L’allenatore del Dortmund, Niko Kovac, ha raccontato alla FIFA che il suo piano di gioco si basava proprio sull’utilizzo dei punti di forza di questa coppia.
“Abbiamo giocato con due attaccanti e volevamo anche un po’ di velocità,” ha detto il croato. “Sappiamo che Sergio Ramos ha 39 anni, è ancora un grande giocatore, ma sicuramente non è veloce come Karim. Questo era il nostro obiettivo, sfruttare la velocità di Adeyemi. Come avete visto nel secondo gol, abbiamo giocato lungo e profondo, Karim ha fatto una grande giocata e ha servito Serhou che ha segnato. L'idea era attaccare in profondità. L’abbiamo fatto di più nel primo tempo che nel secondo, ma penso che la strategia fosse giusta.”
Guirassy ha poi sottolineato come il legame tra i due si basi sull'amicizia.
Il ventinovenne ha dichiarato: "Karim è il mio fratellino! Dentro e fuori dal campo abbiamo un buon rapporto. A volte è un po' matto! Oggi mi ha fatto due assist, quindi sono molto contento".
Adeyemi, che ha sei anni meno di Guirassy, ha spiegato: "Lo stile di gioco di Serhou è unico. È molto bravo a tenere palla e, ovviamente, a segnare. Questo è ciò che aiuta tutta la squadra. Fuori dal campo non parla molto, ma è un bravo ragazzo. In campo, penso che abbiamo un buon feeling. Siamo molto contenti di averlo e sono contento quando gli faccio degli assist".
Il Dortmund ha dovuto impegnarsi nel secondo tempo per evitare che un ottimo Monterrey trovasse il pareggio, con il portiere Gregor Kobel che ha dovuto superarsi per tenere a bada i messicani. Lo svizzero ha dato il merito a Guirassy e Adeyemi per aver trovato la qualificazione.
"Karim ha una velocità incredibile e Serhou è una macchina davanti alla porta", ha detto il portiere svizzero. "Serhou è un vero bobmer. Karim, ovviamente, può segnare anche da solo, ma è così veloce e pericoloso che molte squadre devono concentrarsi su di lui. Questo lascia un po’ più di spazio a Serhou, quindi penso che la loro combinazione sia davvero efficace."

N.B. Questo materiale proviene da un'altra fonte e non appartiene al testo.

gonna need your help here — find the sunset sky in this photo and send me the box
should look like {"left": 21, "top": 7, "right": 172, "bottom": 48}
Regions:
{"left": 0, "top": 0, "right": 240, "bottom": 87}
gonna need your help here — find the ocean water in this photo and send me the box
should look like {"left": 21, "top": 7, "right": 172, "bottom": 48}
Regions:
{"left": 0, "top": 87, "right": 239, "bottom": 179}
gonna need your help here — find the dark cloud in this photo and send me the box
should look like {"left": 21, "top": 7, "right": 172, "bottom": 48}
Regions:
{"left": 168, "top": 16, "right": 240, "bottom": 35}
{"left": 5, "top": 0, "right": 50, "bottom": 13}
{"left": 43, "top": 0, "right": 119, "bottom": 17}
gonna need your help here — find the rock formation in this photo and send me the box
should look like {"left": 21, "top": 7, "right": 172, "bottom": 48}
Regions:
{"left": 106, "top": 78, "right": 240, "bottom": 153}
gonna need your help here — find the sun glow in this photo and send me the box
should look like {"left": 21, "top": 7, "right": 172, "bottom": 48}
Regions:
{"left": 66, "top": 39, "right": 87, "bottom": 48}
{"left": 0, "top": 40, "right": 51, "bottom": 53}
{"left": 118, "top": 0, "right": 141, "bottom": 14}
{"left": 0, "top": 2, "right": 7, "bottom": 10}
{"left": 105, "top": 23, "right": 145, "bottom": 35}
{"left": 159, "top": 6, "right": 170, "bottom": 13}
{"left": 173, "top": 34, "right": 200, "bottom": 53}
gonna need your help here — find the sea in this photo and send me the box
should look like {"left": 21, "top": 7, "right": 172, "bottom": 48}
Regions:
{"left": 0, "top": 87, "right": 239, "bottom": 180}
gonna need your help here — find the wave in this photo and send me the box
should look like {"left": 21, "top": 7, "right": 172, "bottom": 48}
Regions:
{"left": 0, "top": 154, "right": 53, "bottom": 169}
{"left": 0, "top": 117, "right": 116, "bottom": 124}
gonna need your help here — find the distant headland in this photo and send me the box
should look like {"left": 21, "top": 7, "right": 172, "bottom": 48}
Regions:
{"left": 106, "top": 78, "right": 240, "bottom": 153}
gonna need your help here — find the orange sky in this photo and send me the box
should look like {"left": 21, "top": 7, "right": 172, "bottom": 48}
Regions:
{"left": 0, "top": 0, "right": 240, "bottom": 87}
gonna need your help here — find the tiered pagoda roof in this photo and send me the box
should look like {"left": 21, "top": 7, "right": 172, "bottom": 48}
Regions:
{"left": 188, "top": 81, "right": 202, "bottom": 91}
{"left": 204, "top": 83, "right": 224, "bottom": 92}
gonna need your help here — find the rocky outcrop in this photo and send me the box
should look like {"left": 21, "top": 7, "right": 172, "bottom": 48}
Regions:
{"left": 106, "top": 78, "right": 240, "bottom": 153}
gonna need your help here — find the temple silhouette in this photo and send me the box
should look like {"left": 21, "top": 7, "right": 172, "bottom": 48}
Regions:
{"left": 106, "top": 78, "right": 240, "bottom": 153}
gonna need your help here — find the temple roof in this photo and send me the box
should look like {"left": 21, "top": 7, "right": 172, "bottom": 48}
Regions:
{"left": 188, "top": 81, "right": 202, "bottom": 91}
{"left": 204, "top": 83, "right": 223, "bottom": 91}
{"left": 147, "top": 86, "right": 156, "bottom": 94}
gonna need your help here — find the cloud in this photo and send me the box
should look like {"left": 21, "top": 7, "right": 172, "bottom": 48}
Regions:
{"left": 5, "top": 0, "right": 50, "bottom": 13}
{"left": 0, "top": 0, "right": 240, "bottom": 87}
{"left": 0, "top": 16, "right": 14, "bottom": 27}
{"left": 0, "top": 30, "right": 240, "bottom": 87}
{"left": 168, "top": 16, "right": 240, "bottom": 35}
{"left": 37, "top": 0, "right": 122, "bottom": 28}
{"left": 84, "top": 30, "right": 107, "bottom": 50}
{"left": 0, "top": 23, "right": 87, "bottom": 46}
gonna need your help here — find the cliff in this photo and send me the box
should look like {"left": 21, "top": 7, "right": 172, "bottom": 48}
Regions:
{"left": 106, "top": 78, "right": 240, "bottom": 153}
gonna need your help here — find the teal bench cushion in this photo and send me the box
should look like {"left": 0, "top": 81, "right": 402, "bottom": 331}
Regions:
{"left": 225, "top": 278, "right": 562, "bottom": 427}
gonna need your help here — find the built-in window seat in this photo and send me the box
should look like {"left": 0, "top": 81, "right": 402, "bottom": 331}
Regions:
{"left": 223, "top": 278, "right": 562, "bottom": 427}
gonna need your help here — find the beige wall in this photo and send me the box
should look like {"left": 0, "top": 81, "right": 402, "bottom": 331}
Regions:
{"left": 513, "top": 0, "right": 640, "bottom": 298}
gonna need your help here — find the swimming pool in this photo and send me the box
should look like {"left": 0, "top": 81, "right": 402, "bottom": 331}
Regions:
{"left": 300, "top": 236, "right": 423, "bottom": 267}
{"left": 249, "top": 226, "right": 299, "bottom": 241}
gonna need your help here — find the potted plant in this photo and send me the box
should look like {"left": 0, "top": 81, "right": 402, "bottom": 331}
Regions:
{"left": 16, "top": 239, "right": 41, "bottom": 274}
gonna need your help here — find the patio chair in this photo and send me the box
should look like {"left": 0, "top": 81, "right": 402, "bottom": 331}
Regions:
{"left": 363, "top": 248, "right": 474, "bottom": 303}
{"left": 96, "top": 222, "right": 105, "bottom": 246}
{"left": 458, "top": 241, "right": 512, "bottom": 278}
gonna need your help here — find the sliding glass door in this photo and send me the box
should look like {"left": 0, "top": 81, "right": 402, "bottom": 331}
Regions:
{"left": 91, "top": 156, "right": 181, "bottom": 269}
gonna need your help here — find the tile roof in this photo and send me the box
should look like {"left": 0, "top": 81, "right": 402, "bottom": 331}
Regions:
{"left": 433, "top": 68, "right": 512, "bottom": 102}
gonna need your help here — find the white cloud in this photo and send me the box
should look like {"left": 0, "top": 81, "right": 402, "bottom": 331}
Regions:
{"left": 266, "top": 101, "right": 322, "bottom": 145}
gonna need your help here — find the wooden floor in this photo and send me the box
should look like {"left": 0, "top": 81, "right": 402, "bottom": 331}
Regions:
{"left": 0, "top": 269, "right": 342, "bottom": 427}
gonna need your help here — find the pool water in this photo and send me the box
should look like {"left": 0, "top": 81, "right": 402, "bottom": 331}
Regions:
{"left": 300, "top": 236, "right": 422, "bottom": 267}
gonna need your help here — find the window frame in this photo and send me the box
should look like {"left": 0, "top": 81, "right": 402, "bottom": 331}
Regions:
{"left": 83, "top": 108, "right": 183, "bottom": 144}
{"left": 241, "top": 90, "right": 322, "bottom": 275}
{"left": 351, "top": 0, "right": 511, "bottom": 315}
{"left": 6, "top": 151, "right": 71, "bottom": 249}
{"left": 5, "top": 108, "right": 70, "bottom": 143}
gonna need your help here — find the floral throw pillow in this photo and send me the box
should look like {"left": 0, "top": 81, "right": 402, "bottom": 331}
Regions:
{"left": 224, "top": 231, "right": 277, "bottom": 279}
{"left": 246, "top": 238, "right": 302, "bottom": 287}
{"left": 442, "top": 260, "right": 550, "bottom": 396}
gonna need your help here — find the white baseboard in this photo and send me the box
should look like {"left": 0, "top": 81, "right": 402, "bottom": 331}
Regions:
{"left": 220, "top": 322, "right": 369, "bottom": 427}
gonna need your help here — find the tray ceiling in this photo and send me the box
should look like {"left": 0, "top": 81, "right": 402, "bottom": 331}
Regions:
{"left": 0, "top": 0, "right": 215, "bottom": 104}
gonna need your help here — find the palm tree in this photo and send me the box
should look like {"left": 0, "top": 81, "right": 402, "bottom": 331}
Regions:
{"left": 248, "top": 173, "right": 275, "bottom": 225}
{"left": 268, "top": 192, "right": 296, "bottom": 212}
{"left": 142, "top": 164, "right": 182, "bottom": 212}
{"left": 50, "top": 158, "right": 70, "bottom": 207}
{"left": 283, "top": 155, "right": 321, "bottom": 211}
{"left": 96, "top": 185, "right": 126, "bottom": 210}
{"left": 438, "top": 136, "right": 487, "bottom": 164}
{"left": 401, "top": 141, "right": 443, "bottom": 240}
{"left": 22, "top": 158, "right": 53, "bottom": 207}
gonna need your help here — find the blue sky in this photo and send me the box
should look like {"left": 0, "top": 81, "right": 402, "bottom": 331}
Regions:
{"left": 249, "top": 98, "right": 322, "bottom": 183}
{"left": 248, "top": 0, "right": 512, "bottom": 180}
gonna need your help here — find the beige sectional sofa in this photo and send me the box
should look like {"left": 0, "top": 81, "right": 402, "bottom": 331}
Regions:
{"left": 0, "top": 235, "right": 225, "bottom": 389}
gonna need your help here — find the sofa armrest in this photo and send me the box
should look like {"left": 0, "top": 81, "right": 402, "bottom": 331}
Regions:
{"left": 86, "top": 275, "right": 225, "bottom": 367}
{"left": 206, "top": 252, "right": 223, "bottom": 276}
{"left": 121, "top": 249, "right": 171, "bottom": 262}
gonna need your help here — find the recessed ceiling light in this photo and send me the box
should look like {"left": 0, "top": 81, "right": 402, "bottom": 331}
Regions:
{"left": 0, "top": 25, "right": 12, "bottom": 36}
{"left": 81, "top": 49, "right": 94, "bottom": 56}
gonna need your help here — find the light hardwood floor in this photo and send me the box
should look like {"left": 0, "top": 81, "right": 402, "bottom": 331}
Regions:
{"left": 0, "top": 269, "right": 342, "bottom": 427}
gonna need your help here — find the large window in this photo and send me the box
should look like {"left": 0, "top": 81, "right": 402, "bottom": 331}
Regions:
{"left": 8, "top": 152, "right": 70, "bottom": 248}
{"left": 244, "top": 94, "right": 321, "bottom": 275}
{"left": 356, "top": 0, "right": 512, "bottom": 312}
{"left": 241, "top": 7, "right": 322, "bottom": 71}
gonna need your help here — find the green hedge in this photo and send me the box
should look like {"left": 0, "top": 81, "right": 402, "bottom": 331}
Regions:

Non solo velocità: contro il Monterrey hanno stupito l'intelligenza dell'austriaco e la sua capacità di attirare addosso la pressione e il saper gestire il pallone.
Adeyemi ha spiegato come i metodi esigenti dell’allenatore Kovac lo abbiano aiutato a migliorare il suo gioco e le sue prestazioni.
"Ci spinge a correre ogni giorno fino allo sfinimento! Per noi giocatori a volte può sembrare fastidioso, ma poi quando torni a casa pensi: ‘Sì, c’è un motivo per tutto questo’. È difficile, ma lui cerca solo di aiutarci. La cosa più importante è essere una squadra e avere un unico spirito. Questo è ciò che cerca di trasmetterci ogni giorno."
Kovac è convinto che il giovane talento abbia ancora molto da offrire.
"Karim è un giocatore di altissimo livello", ha detto. "Quello che mi aspetto da lui sono più inserimenti in profondità, oltre la difesa, perché è così veloce. Non ci sono molti giocatori al mondo con la sua velocità. A volte si avvicina troppo spesso alla palla, e questo non voglio. Lo spingo sempre perché lo amo come giocatore."
Con un sorriso, Kovac ha aggiunto: "Deve solo fare quello che dice l’allenatore."